Du conteur on ne sait pas grand chose par ailleurs; ni vraiment quand il vécut ni qui il fut; l'identification de celui qui fut un maître-conteur fait toujours l'objet de controverse et demeure obscure; un travail doctoral récent de A. Schussman comparant ses écrits avec un travail de la midrash juive du VIIIème S. conclue que ce peut être une œuvre du grammairien Ali Ibn Hamza. Mais ce texte est valable et intéressant pour la vision qu'il offre de l'Islam populaire dans ses débuts.

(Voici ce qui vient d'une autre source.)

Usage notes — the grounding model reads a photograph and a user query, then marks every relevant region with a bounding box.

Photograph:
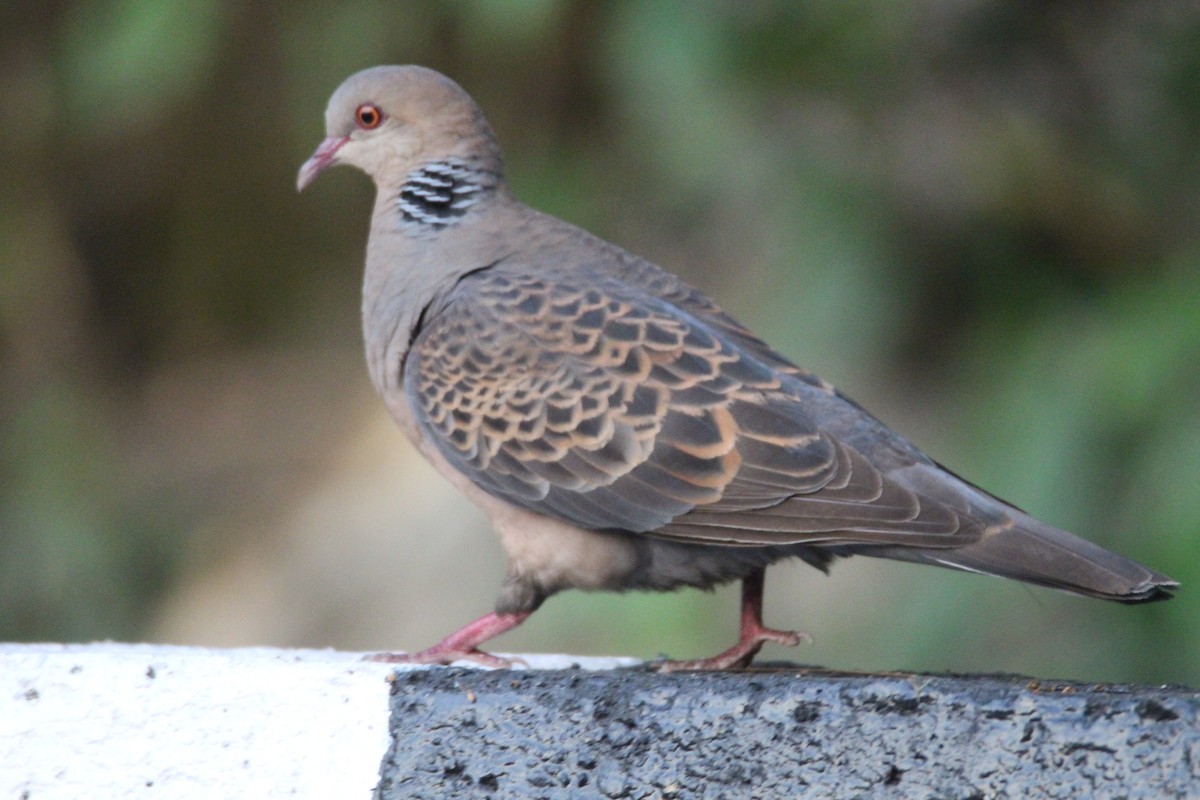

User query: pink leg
[655,570,812,672]
[366,612,533,668]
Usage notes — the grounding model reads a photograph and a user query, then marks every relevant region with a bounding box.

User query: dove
[296,66,1178,669]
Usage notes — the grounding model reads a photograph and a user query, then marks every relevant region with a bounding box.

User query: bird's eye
[354,103,383,131]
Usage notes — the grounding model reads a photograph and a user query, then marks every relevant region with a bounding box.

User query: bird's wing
[404,270,982,547]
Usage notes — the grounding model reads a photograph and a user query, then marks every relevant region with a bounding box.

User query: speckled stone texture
[376,668,1200,800]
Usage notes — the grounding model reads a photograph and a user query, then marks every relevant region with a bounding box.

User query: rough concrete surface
[376,668,1200,800]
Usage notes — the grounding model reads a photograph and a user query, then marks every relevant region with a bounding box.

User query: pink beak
[296,136,350,192]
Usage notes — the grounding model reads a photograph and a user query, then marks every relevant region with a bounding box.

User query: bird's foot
[652,626,812,672]
[364,612,533,669]
[362,644,529,669]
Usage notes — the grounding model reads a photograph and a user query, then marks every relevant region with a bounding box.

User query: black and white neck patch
[400,158,496,231]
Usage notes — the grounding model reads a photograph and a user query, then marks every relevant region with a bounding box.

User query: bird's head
[296,66,500,191]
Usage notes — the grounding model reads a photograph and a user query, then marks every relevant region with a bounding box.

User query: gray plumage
[299,66,1176,668]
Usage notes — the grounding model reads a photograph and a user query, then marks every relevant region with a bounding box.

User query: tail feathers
[871,513,1180,603]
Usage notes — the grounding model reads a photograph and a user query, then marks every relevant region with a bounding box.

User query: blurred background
[0,0,1200,686]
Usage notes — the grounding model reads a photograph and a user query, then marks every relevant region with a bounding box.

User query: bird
[296,65,1178,670]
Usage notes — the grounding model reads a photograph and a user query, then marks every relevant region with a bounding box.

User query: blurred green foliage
[0,0,1200,685]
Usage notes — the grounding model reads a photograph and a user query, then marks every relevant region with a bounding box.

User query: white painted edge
[0,642,640,800]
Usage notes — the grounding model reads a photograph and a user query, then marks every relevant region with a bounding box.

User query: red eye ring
[354,103,383,131]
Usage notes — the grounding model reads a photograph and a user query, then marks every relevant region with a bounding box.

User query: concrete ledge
[0,644,1200,800]
[0,643,632,800]
[376,668,1200,800]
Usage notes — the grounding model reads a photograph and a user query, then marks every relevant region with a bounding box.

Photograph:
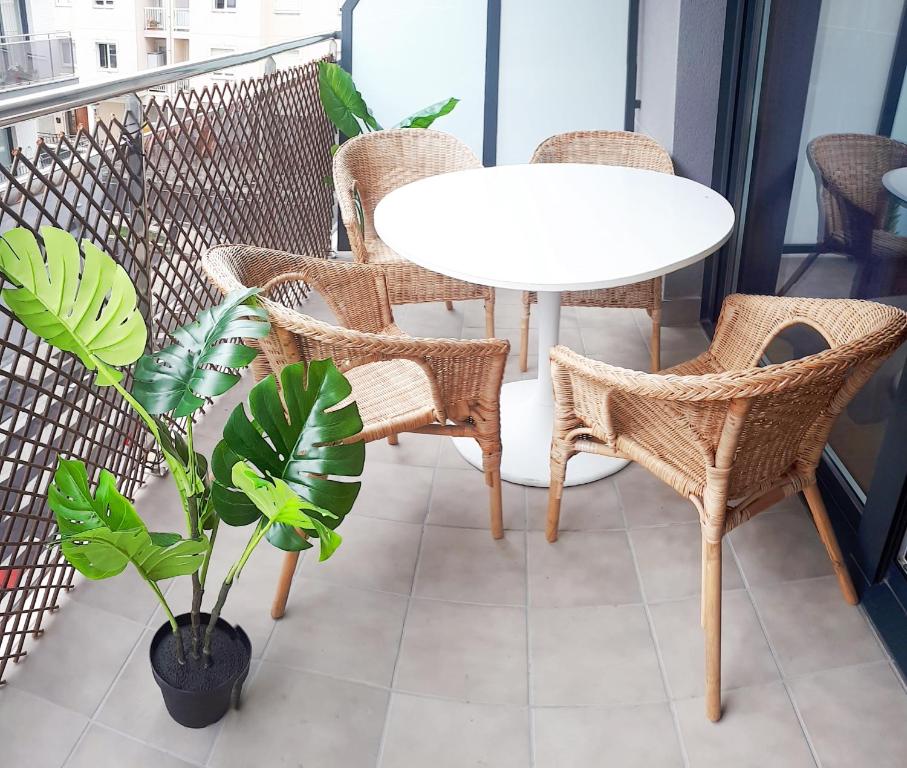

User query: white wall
[636,0,680,152]
[498,0,629,165]
[353,0,487,157]
[779,0,903,243]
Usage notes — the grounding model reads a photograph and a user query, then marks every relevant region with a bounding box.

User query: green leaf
[132,288,270,418]
[394,97,460,128]
[232,461,343,560]
[318,61,381,137]
[211,360,365,550]
[47,459,208,581]
[0,227,148,386]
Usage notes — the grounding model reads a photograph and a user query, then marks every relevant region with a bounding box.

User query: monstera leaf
[0,227,147,386]
[231,461,343,560]
[318,61,381,137]
[132,288,269,418]
[211,360,365,550]
[47,459,208,581]
[394,97,460,128]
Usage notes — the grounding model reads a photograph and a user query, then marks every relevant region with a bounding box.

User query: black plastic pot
[149,613,252,728]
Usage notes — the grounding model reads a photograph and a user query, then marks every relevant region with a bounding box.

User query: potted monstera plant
[0,227,365,728]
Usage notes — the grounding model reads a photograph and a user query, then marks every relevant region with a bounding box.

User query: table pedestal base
[453,379,629,488]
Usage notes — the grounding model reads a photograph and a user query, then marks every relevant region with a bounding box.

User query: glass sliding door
[704,0,907,668]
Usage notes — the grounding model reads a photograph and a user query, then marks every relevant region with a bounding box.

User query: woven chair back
[531,131,674,174]
[709,295,907,498]
[806,133,907,246]
[334,128,482,261]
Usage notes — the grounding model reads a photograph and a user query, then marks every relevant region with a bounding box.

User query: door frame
[701,0,907,672]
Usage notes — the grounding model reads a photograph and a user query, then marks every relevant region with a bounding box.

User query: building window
[98,43,117,69]
[211,48,236,79]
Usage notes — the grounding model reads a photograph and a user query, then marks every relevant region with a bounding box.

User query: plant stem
[202,518,272,667]
[201,517,220,590]
[186,414,200,659]
[148,581,186,666]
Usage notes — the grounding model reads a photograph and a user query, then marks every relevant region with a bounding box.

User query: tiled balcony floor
[0,295,907,768]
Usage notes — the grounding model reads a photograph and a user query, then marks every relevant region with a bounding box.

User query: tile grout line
[614,482,690,768]
[725,536,826,768]
[375,438,443,768]
[523,486,535,768]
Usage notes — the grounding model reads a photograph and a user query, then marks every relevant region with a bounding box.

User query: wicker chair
[520,131,674,371]
[202,245,510,618]
[778,133,907,298]
[334,129,494,338]
[547,295,907,720]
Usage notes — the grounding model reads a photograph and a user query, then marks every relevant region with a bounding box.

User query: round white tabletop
[882,168,907,205]
[375,163,734,486]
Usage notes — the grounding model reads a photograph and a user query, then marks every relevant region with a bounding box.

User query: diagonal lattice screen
[0,54,334,682]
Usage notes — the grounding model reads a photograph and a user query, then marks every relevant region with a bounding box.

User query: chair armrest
[262,299,510,413]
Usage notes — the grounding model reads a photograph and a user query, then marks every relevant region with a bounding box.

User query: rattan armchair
[547,295,907,720]
[334,129,494,338]
[778,133,907,299]
[520,131,674,371]
[202,245,510,618]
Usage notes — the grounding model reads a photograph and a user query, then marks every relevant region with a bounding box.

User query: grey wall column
[665,0,727,306]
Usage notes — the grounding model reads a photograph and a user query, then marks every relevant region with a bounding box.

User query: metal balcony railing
[0,33,337,681]
[145,5,167,29]
[0,33,76,91]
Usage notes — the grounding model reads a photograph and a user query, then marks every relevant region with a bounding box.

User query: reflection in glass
[767,0,907,499]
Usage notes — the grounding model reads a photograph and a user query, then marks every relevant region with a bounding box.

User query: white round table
[882,168,907,205]
[375,163,734,487]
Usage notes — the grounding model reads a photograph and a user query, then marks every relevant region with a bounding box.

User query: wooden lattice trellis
[0,54,335,682]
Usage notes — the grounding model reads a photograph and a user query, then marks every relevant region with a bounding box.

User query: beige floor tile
[9,600,147,717]
[730,506,833,587]
[66,725,198,768]
[630,523,743,602]
[352,460,443,524]
[427,464,526,535]
[414,525,526,605]
[526,478,624,531]
[675,683,815,768]
[0,688,88,768]
[528,531,642,608]
[393,301,468,339]
[752,576,884,675]
[613,463,699,528]
[790,663,907,768]
[532,704,683,768]
[365,432,447,467]
[302,515,422,600]
[96,631,221,763]
[209,662,388,768]
[650,590,779,699]
[394,599,527,705]
[265,578,406,686]
[529,605,665,706]
[380,693,529,768]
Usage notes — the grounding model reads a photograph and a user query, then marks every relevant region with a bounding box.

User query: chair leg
[649,308,661,373]
[485,468,504,539]
[803,485,859,605]
[271,552,299,619]
[545,453,569,544]
[485,296,494,339]
[704,541,721,723]
[520,291,530,373]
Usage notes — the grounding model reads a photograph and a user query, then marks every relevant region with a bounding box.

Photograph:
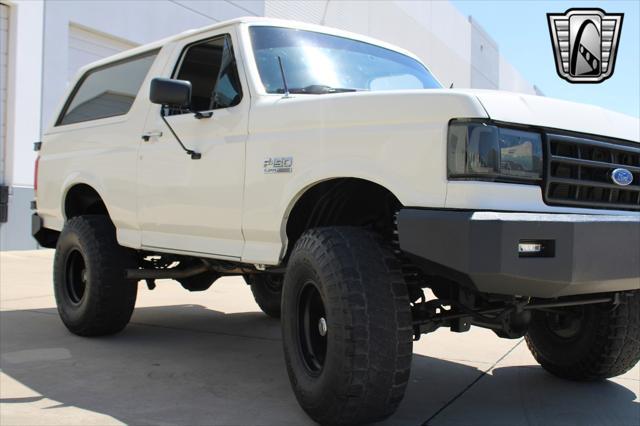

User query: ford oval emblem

Alors donc nous voici dans ce conte avec un passage qui nous intéresse : Un roi juif nommé Ammiel qui est présenté comme le plus grand de leurs rois de plus, ne le confond t-il pas avec le roi David, son beau-fils ou Salomon son petit-fils?, ordonne que l'on se saisisse d'Elie le prophète (c'est bien de lui dont il s'agit), et qu'on l'amène devant lui; il fit disposer aussi au même endroit un chaudron plein d'huile. Il dit à Elie "Rétracte-toi sinon je te ferai jeter dans l'huile bouillante". Là on peut voir que le conte mêle une certaine vision des temps apostoliques chrétiens à la place qu'eut à se faire Dieu un millénaire auparavant dans la société hébraïque antique. "Oh feu, déclara Elie, je chanterai ta louange avec la permission de Dieu !". Suivent quelques interventions surnaturelles puis, enfin la propre voix divine se fit entendre : "Il n'y a de dieu que Dieu seul, et il n'y en a pas d'autre qui puisse lui être comparé : Elie est son serviteur et apôtre." Voilà une citation mosaïque évidente prêtée curieusement à Elie mêlée au dogme bien connu de l'islam. Lorsque Ammiel apprit cela, il donna tout ce qu'il possédait comme une offrande, abdiqua de son trône, enfila un vêtement de laine et suivit Elie dans sa religion, oubliant ses croyances antérieures, se convertissant d'une façon miraculeuse à la manière des premiers chrétiens. Voilà en tous cas un exemple d'un syncrétisme original fictif, un archétype de la fabrication de ces contes orientaux, des contes tout court finalement, bravant les unités de temps et de vie des personnes référencées, réunissant ici les vieilles connaissances bibliques comme l'histoire politique et prophétique ou les traditions régionales sans doute aussi. Ces créations sont le fruit des transmissions orales de ces conteurs qui, de génération en génération, furent peux soucieux de vérité historique et ce finalement dans un ordre assez logique et chronologique bien que totalement inventé. Le résultat produit une sorte de récit de science-fiction à rebours, d'une compilation uchronique rétrograde merveilleuse à l'exemple de ce qui sera fera au moyen-âge avec les légendes du Roi Arthur ou les gestes héroïques de personnages réels ou imaginaires tel Charlemagne ou Mélusine. Il se trouve d'ailleurs que nous aurons l'occasion de parler de ces figures historiques ou pseudo-historiques majeures dans le cours de ce travail mais en leur temps qui n'est pas ce moment.